Musa karakteri sabah uyandığında annesinin yatağından kalkmadığını fark eder. İşe gider ve akşam eve döner, annesi hala yatağındadır ve o zaman annesinin öldüğünü fark eder. Hiç heyecana, korkuya ya da üzüntüye kapılmaz ve kendisine bir sütlü kahve yapar, oturup televizyonda film seyretmeye devam eder. Arabesk bir film vardır televizyonda. Hatta bir ara annesinin yatak odasına doğru kafasını çevirir ve rahatsız olur, kalkar ve annesinin cesedinin bulunduğu odanın lambasını kapatır. Bir gece önce annesinin kanepede uyuklarken üzerine örttüğü yeleği görür. Dün gece annesi canlı canlı yanında uyuklarken, şimdi annesi yoktur. Uyur, sabah kalkar ve işe tekrar gider. Patronu neden geç kaldığını sorar, Musa da annesinin öldüğünü söyler. Sonra patronu ona şaşkın şaşkın bakınca, ‘benim suçum değil’ lafı ağzından kaçıverir. Kısaca filmin ilk 15 dakikası böyle akar. Musa ölüme karşı kayıtsızdır, annesinin ölmüş olması O’nun için yıkıcı bir şey değildir. Hatta onca sorunun arasında bir de bu çıkmıştır Musa’nın başına. Patronuna durumu söylediğinde de bu düşüncesi anlaşılır zaten. Patronu, ‘cenaze işlerini halletmek lazım’ dediğinde, Musa, ‘evet, ama hiç bilmem böyle durumlarda ne yapılır’ der. Patronu da yöneticinin babasının yakın zamanda öldüğünü ve O’nun bu tür işleri bilebileceğini söyler. Burada asıl bakacağımız ve bizi ilgilendiren mesele şudur; ‘onca sorun varken bir de bu çıktı başıma’ gibi düşünmek. Kiarostami de ölüme kayıtsız kalıyordu ama onda hayat devam ediyordu, hayat ateşi yanmaya devam ediyordu. Yazgı (2001)’daki kayıtsızlık ise çok daha farklı, yani, hayat zaten devam etmiyor, zaten hayat yok, kaldı ki Musa’nın annesi de ölü hayatta ölmüş bir zavallıdan başka bir şey değil,

hatta daha da kötüsü, şimdi bununla uğraşmak ta lazım, yani ilave iş çıktı Musa’nın başına. Adeta insan aciz, zayıf, iktidarsız, hayat çok belalarla dolu ve insanın yapabileceği bir şey yok, o yüzden parmağını oynatmaya bile gerek yok. Hayatta hiçbir şey güzel değil, tabiatın kendisi bile ağlayan cenazelerden başka bir şey değil. Zeki Demirkubuz’un filmografisine bütünlüklü olarak baktığımızda farklı hayat fikirleri bulabiliriz belki. Mesela Masumiyet (1997) ve Kader (2006) gibi filmlerinde hayat ateşi alt sınıf karakterlerde hissedilir. Kaybedenlerin dünyasında arar hayatı Demirkubuz ve orada olduğuna inanır. Fakat bizim burada ilgilendiğimiz sadece Yazgı (2001) filmi ve Musa karakteridir.

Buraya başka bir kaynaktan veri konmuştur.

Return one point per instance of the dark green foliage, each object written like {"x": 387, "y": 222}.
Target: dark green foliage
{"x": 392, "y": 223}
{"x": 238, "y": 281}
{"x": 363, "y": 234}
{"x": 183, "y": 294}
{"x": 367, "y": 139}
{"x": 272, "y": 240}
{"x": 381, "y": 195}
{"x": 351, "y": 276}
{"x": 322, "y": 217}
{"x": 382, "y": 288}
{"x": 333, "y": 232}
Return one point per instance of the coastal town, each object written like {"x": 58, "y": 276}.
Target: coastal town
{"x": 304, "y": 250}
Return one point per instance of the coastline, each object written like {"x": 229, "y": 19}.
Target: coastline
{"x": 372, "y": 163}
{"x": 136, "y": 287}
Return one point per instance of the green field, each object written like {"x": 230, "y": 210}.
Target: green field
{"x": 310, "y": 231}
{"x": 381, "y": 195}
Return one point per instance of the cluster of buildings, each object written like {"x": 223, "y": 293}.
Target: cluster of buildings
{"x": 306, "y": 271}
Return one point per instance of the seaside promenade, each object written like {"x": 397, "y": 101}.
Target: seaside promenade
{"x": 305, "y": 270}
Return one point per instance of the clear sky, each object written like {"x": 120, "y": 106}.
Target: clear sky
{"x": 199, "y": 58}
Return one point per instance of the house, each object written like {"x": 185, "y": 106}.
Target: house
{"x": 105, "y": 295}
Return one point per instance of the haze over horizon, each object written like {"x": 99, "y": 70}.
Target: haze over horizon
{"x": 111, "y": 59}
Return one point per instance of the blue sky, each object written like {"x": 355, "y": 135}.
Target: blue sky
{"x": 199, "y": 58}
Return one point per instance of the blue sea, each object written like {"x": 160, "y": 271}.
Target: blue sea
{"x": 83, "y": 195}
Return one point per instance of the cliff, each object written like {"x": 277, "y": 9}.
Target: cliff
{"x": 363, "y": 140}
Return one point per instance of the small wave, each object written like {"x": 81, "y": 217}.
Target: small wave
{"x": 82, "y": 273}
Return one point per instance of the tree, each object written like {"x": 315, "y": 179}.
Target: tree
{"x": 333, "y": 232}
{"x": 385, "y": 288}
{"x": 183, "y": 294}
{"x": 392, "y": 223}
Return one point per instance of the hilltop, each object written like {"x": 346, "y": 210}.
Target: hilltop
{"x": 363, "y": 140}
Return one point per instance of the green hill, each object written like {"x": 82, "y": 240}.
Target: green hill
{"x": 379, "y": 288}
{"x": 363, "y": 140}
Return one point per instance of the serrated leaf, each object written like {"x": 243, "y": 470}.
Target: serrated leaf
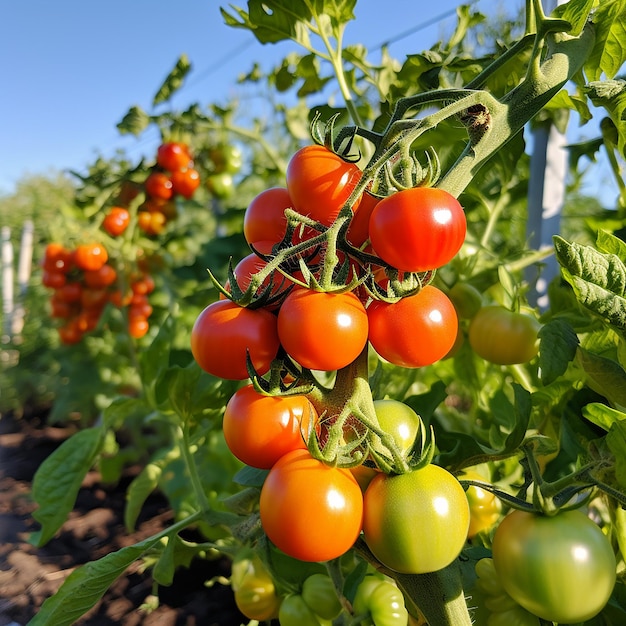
{"x": 557, "y": 348}
{"x": 86, "y": 585}
{"x": 602, "y": 415}
{"x": 59, "y": 478}
{"x": 134, "y": 122}
{"x": 174, "y": 80}
{"x": 605, "y": 376}
{"x": 609, "y": 53}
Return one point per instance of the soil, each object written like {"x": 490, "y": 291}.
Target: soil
{"x": 29, "y": 575}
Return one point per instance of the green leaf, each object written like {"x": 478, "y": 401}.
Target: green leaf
{"x": 59, "y": 478}
{"x": 609, "y": 53}
{"x": 557, "y": 348}
{"x": 134, "y": 122}
{"x": 86, "y": 585}
{"x": 174, "y": 80}
{"x": 604, "y": 376}
{"x": 602, "y": 415}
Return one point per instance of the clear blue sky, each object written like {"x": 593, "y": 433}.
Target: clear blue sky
{"x": 72, "y": 68}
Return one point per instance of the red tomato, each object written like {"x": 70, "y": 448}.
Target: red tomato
{"x": 417, "y": 229}
{"x": 322, "y": 331}
{"x": 309, "y": 510}
{"x": 319, "y": 182}
{"x": 159, "y": 185}
{"x": 173, "y": 156}
{"x": 90, "y": 256}
{"x": 185, "y": 182}
{"x": 264, "y": 219}
{"x": 415, "y": 331}
{"x": 116, "y": 221}
{"x": 260, "y": 429}
{"x": 224, "y": 331}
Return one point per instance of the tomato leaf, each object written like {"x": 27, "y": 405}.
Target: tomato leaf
{"x": 174, "y": 80}
{"x": 59, "y": 478}
{"x": 87, "y": 584}
{"x": 557, "y": 348}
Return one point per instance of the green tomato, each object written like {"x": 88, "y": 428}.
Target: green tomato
{"x": 398, "y": 420}
{"x": 319, "y": 594}
{"x": 294, "y": 611}
{"x": 560, "y": 568}
{"x": 381, "y": 600}
{"x": 503, "y": 337}
{"x": 416, "y": 522}
{"x": 467, "y": 300}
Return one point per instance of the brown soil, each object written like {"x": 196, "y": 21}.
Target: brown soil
{"x": 28, "y": 575}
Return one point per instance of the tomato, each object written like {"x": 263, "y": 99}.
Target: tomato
{"x": 260, "y": 429}
{"x": 504, "y": 337}
{"x": 320, "y": 595}
{"x": 224, "y": 332}
{"x": 309, "y": 510}
{"x": 561, "y": 568}
{"x": 485, "y": 507}
{"x": 159, "y": 185}
{"x": 264, "y": 219}
{"x": 319, "y": 183}
{"x": 173, "y": 156}
{"x": 294, "y": 611}
{"x": 415, "y": 331}
{"x": 116, "y": 221}
{"x": 467, "y": 300}
{"x": 185, "y": 182}
{"x": 380, "y": 599}
{"x": 253, "y": 588}
{"x": 417, "y": 229}
{"x": 322, "y": 331}
{"x": 416, "y": 522}
{"x": 90, "y": 256}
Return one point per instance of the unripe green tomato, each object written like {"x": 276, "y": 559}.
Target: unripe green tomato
{"x": 382, "y": 601}
{"x": 504, "y": 337}
{"x": 318, "y": 591}
{"x": 294, "y": 611}
{"x": 467, "y": 300}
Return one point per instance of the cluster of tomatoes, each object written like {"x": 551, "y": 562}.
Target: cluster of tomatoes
{"x": 173, "y": 175}
{"x": 83, "y": 283}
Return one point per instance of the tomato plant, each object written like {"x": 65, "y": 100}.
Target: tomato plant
{"x": 417, "y": 229}
{"x": 561, "y": 568}
{"x": 225, "y": 333}
{"x": 426, "y": 503}
{"x": 432, "y": 321}
{"x": 309, "y": 510}
{"x": 503, "y": 337}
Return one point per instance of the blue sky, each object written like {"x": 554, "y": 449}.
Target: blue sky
{"x": 71, "y": 69}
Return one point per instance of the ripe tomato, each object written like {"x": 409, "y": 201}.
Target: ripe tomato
{"x": 309, "y": 510}
{"x": 504, "y": 337}
{"x": 381, "y": 599}
{"x": 173, "y": 156}
{"x": 264, "y": 219}
{"x": 224, "y": 332}
{"x": 116, "y": 221}
{"x": 260, "y": 429}
{"x": 322, "y": 331}
{"x": 560, "y": 568}
{"x": 90, "y": 256}
{"x": 415, "y": 331}
{"x": 417, "y": 229}
{"x": 185, "y": 182}
{"x": 253, "y": 588}
{"x": 485, "y": 507}
{"x": 319, "y": 182}
{"x": 416, "y": 522}
{"x": 159, "y": 185}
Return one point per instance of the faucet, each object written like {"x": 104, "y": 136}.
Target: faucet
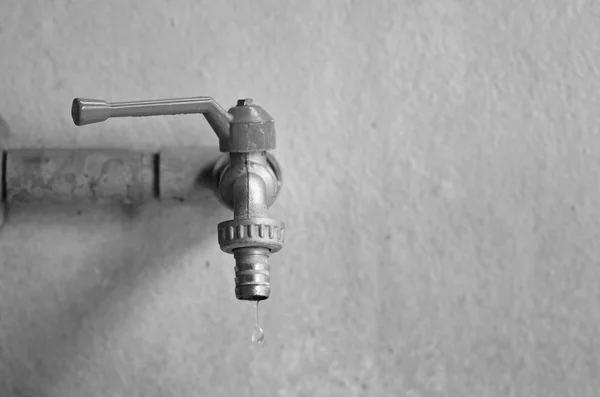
{"x": 248, "y": 179}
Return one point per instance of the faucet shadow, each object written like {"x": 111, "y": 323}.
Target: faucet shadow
{"x": 117, "y": 246}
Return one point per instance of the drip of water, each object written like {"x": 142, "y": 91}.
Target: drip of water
{"x": 258, "y": 335}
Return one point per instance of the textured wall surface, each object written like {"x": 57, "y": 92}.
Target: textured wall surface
{"x": 441, "y": 161}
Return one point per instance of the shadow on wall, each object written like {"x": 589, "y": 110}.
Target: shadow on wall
{"x": 62, "y": 269}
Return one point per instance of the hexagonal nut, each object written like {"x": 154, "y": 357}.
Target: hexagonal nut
{"x": 253, "y": 232}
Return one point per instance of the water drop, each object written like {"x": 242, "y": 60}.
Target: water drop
{"x": 258, "y": 335}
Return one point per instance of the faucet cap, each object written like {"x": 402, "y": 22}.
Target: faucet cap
{"x": 251, "y": 129}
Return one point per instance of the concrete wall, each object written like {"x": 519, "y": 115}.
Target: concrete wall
{"x": 441, "y": 162}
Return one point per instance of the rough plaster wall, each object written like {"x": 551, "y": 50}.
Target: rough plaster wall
{"x": 441, "y": 162}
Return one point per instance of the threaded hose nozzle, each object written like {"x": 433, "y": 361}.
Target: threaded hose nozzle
{"x": 252, "y": 278}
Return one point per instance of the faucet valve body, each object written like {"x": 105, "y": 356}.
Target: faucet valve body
{"x": 249, "y": 183}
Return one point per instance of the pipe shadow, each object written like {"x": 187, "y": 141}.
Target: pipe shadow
{"x": 47, "y": 328}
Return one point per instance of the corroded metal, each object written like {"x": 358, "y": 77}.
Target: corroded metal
{"x": 79, "y": 176}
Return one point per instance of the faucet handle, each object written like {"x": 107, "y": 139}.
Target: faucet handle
{"x": 245, "y": 128}
{"x": 87, "y": 111}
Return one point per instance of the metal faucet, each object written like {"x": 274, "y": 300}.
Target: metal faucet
{"x": 248, "y": 179}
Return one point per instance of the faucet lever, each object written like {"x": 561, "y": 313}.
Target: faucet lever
{"x": 87, "y": 111}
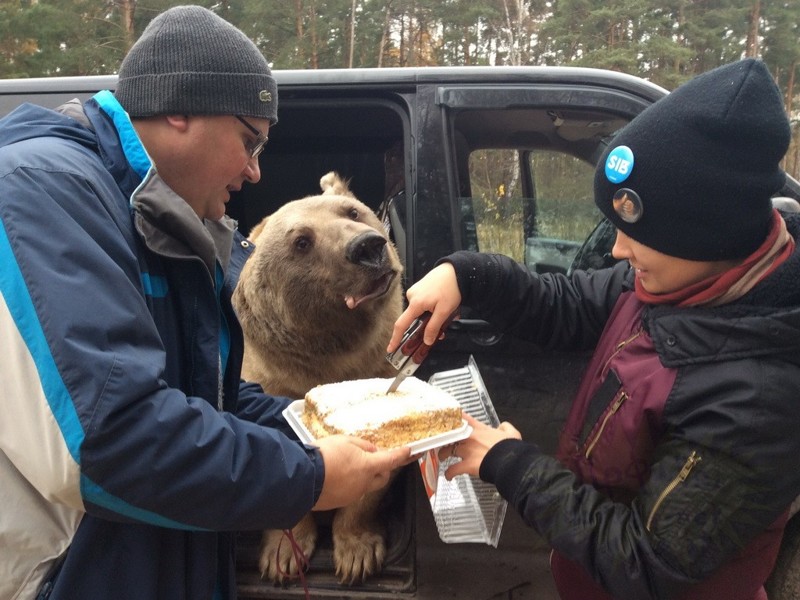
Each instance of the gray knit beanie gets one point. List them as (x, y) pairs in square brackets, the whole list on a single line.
[(190, 61), (692, 175)]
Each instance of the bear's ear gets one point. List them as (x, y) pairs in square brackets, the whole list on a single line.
[(332, 184), (256, 230)]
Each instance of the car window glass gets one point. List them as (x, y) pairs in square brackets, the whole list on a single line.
[(534, 206)]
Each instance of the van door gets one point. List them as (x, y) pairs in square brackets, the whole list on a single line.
[(519, 163)]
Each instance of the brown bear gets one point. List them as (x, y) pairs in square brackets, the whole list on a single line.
[(317, 301)]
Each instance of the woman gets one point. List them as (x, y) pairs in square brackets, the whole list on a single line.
[(677, 463)]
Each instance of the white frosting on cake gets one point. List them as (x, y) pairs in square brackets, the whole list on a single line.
[(363, 408)]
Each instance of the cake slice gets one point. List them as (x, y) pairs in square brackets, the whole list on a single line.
[(363, 408)]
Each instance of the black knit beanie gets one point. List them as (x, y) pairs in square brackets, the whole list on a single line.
[(693, 174), (190, 61)]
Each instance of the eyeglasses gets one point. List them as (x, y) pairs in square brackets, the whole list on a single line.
[(254, 147)]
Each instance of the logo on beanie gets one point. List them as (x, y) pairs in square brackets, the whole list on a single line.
[(628, 205), (619, 164)]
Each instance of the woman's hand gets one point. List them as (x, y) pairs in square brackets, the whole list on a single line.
[(473, 450), (436, 293)]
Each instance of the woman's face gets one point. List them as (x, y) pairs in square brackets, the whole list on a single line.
[(660, 273)]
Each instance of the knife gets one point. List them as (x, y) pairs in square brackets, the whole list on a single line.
[(412, 349)]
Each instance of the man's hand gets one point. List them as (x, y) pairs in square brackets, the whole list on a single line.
[(354, 467), (474, 449)]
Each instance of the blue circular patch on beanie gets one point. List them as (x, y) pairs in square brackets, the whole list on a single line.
[(619, 164)]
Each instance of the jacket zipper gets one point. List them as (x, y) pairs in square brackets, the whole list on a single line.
[(618, 348), (681, 477), (614, 408)]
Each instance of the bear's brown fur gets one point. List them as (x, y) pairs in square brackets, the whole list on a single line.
[(317, 301)]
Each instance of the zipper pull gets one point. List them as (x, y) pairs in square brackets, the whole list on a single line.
[(689, 465)]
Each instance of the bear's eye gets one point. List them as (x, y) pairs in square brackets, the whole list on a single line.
[(302, 243)]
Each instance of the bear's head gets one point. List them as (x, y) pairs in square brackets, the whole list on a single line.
[(323, 275)]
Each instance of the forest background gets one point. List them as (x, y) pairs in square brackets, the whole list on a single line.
[(664, 41)]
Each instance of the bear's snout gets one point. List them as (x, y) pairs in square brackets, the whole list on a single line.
[(367, 249)]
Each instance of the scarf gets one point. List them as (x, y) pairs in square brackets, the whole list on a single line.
[(734, 283)]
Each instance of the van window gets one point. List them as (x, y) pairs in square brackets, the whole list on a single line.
[(535, 206)]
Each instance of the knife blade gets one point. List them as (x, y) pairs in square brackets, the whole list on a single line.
[(412, 349)]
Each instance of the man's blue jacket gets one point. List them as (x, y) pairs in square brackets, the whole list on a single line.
[(129, 449)]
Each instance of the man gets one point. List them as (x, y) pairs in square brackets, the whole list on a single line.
[(128, 446)]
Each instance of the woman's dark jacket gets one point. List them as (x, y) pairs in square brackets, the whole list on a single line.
[(678, 461)]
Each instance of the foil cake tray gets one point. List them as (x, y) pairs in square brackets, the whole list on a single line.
[(466, 509)]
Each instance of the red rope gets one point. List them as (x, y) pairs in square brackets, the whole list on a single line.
[(300, 558)]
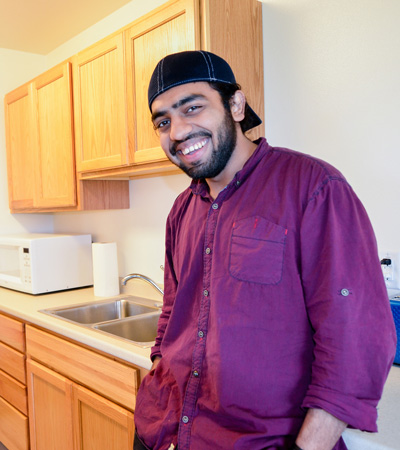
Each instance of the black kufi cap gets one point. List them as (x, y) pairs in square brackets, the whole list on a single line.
[(192, 66)]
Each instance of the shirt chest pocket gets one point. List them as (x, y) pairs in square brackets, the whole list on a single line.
[(257, 250)]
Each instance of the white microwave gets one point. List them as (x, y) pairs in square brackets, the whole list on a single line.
[(37, 263)]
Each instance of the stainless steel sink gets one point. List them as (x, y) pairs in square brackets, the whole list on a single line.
[(101, 312), (130, 318), (137, 329)]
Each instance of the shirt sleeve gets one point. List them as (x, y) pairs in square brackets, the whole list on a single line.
[(170, 286), (347, 305)]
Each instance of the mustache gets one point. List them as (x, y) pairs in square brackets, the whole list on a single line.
[(174, 144)]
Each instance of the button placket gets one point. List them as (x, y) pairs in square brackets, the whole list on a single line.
[(191, 394)]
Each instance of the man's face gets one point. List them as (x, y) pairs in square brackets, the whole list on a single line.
[(196, 132)]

Nuri Bilge’de ise tabiat mükemmeldir ama insan bunu mahvedendir. Acılar içinde kıvranandır ve yapabileceği tek şey acı dolu ıstırap dolu bu hayatı böylece yaşamaktır, ama acı duyarak yaşamaktır. Kiarostami ise bütün acılara ve ölüme hoş geldiniz der, hayatın kendisi budur zaten ve bu haliyle mükemmeldir hayat.

BİRİCİK MESELE

“Belki de biricik mesele bu. Dünyanın bizimle kurulduğunu zannedip, kendimiz için sonsuz bir yaşam hayal etmek…” (Kesal 2012)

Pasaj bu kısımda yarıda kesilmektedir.